A sostenerlo la Corte di Cassazione con la sentenza numero 19544 chiamata a giudicare il ricorso di un odontoiatria ritenuto colpevole del reato di concorso in esercizio abusivo (sia dal Tribunale di Siracusa che dalla Corte di appello di Catania) per aver consentito alla sua assistente (dipendente) di effettuare un intervento di igiene dentale su di una paziente senza averne i titoli per farlo.

Il ricorso del dentista si basa sul fatto che la responsabilità dell’odontoiatra non poteva essere affermata in base al mero inadempimento dell'obbligo di impedire la condotta dell'assistente, occorrendo l'effettiva conoscenza di quanto quest'ultima stava facendo, circostanza che avrebbe consentito di valutare anche l'elemento soggettivo del dolo, che invece i giudici di merito non hanno neppure preso in esame.

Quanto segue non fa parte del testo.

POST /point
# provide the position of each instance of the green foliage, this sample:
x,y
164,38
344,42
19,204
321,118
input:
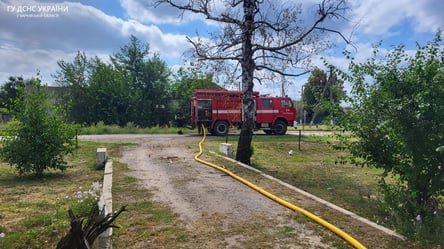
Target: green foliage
x,y
397,117
133,88
185,84
84,201
320,92
39,138
147,79
9,92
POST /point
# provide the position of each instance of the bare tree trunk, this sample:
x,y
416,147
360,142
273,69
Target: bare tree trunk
x,y
244,153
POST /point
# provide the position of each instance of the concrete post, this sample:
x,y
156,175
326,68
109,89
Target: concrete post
x,y
106,203
100,158
226,149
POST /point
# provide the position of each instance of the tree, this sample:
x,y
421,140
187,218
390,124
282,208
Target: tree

In altre parole il dentista ha sostenuto che non sapeva cosa stesse facendo la sua assistente.

E la Corte di Cassazione gli dà ragione ritenendo fondato il motivo del ricorso in cui veniva contestata la responsabilità concorsuale nel reato di esercizio abusivo della professione. Secondo la sentenza la responsabilità dell’odontoiatra “scaturisce da una sua posizione di garanzia in quanto titolare dello studio e va ravvisata anche nella semplice ipotesi di connivenza o tolleranza delle iniziative assunte dalla sua dipendente che, in mancanza del diploma di igienista dentale, ha eseguito l'intervento di rimozione del tartaro”. “Invero –continua la sentenza- la giurisprudenza di questa Corte ritiene che possa rispondere del delitto di esercizio abusivo di una professione, a titolo di concorso, chiunque agevoli o favorisca lo svolgimento da parte di una persona non autorizzata di un'attività professionale per la quale sia richiesta una abilitazione speciale (Sez. VI, 9 aprile 2009, n. 17893, Zuccarelli), ma ciò non consente di ritenere che possa essere punita per una forma di responsabilità concorsuale anche la condotta di mera connivenza o tolleranza”.

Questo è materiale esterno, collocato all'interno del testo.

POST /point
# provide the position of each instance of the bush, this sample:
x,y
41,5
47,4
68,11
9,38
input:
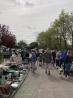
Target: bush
x,y
1,58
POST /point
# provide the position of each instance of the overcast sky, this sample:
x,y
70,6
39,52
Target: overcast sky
x,y
26,18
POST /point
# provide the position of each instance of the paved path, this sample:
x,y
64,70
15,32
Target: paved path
x,y
42,86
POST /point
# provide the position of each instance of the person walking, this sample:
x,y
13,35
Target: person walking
x,y
47,61
33,61
68,63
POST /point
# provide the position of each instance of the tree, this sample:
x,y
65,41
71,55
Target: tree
x,y
22,44
33,45
7,39
59,33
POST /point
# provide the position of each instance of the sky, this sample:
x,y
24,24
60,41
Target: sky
x,y
27,18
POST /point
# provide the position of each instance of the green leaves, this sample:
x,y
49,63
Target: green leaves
x,y
59,33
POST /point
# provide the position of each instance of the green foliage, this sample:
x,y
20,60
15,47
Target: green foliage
x,y
33,45
1,58
22,44
59,33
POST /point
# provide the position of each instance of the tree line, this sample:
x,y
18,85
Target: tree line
x,y
60,34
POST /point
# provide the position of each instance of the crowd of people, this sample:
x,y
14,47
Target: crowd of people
x,y
47,58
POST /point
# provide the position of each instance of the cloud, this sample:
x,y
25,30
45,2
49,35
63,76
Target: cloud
x,y
27,3
26,18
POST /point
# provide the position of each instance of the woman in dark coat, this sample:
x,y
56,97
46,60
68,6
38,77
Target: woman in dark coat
x,y
67,64
47,61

“Perché vi sia concorso –motiva la Corte- è comunque necessario che sia dimostrato il contributo personale del concorrente alla realizzazione del reato, il che nella specie non è stato fatto. La Corte territoriale per sostenere la tesi del concorso ha fatto ricorso ad un giudizio di verosimiglianza, ritenendo possibile che l'imputato abbia incaricato la sua assistente di eseguire l'intervento ovvero che abbia tollerato che la stessa ponesse in atto l'intervento per cui non era abilitata. Tuttavia, è evidente che si tratta di una motivazione che non è fondata su elementi di prova, né su indizi che abbiano consistenza di gravità, precisione e concordanza”.

“D'altra parte –continua la sentenza- anche il riferimento alla figura della posizione di garanzia appare fuorviante, perché il reato di cui all'art. 348 c.p. non è reato di evento e di conseguenza il titolare dello studio non può essere tenuto ad impedire un evento che non c’è.

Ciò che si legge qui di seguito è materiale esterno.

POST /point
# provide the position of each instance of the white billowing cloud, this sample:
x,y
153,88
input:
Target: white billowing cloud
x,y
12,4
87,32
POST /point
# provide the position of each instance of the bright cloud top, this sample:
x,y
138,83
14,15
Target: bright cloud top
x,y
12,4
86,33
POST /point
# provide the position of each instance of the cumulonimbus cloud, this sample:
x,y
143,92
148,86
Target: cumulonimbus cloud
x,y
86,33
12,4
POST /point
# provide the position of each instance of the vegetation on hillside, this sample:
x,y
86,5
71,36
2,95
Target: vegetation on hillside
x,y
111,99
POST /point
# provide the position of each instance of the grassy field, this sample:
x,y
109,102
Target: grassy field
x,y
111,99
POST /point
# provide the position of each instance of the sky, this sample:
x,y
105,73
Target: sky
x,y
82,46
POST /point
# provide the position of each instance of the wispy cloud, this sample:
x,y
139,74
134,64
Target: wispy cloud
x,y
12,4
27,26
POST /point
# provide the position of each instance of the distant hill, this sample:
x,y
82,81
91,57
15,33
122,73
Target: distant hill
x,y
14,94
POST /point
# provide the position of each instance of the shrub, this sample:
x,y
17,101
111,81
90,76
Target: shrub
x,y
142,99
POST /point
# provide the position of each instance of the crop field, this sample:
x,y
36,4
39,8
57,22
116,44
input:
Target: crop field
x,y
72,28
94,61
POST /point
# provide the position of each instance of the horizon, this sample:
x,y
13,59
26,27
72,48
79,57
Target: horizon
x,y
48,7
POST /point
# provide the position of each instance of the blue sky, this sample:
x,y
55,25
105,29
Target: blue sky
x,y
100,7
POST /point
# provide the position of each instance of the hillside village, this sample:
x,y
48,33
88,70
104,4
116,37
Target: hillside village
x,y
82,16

“Per ritenere la responsabilità spiegano i Giudici- del titolare dello studio medico professionale a titolo di concorso con l’autore era necessario dimostrare che questi conoscesse che nello studio veniva eseguiti interventi per cui necessitava una speciale abilitazione e che consentisse tali interventi. Peraltro, nella specie è stato accertato un unico episodio, per cui la prova cui si è fatto riferimento appare ancor più necessaria”.

Quindi se l’assistente o l’odontotecnico vengono scoperti a lavorare in uno studio odontoiatrico, al dentista titolare basterà dire che lo facevano a sua insaputa.

D'altronde c’è chi si è trovato proprietario di una casa a sua insaputa, figuriamoci se non può capitare che un’assistente decida in autonomia di effettuare una seduta di igiene orale ad una paziente dello studio senza dirlo al suo datore di lavoro.

Chissà se anche i soldi della parcella di quella prestazione sono finiti nelle tasche del dentista a sua insaputa?